Ca’Foscari, stands for Casa Foscari or the house of Foscari family; technically it is a private residence. However it also was one of the ways for the Republic of Venice to show off its magnificence and wealth to foreign guests. Important visitors, such as monarchs of other countries, would stay in Ca’Foscari. The palace is standing on the central curve of the Grand Canal and has a spectacular view.
Beautiful entrance doors of important noble residences were considered a prestigious element. A lot of them would be decorated with precious marbles, which recalls byzantine past.
Soranzo Van Axel Palace is situated in the Santa Maria dei Miracoli area, and its Gothic entrance portal is decorated with round green marbles and family’s coat-of-arms. Van Axel were originally from Holland, but became part of Venetian nobility in 1665.
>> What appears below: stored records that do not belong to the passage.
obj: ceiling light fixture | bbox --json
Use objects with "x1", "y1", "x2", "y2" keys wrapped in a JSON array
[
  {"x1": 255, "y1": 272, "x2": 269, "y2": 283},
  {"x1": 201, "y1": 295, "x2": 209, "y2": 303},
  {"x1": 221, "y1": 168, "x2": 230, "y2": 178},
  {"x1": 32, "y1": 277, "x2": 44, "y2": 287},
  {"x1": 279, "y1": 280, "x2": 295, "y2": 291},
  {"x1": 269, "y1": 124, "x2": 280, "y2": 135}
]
Definitely one of the most famous Gothic palaces in Venice is the Palazzo Dandolo on Riva degli Schiavoni. This palace was originally built for one of the oldest noble families, the Dandolo family. Most famous for the Doge Enrico Dandolo, who conquered Constantinople in 1204. In 1822 the palace has become Hotel Danieli, and what makes it famous today is extravagant moorish interior used often in photoshoots and films.
But that is another story for another time, which La Bussola Team will gladly write about in future!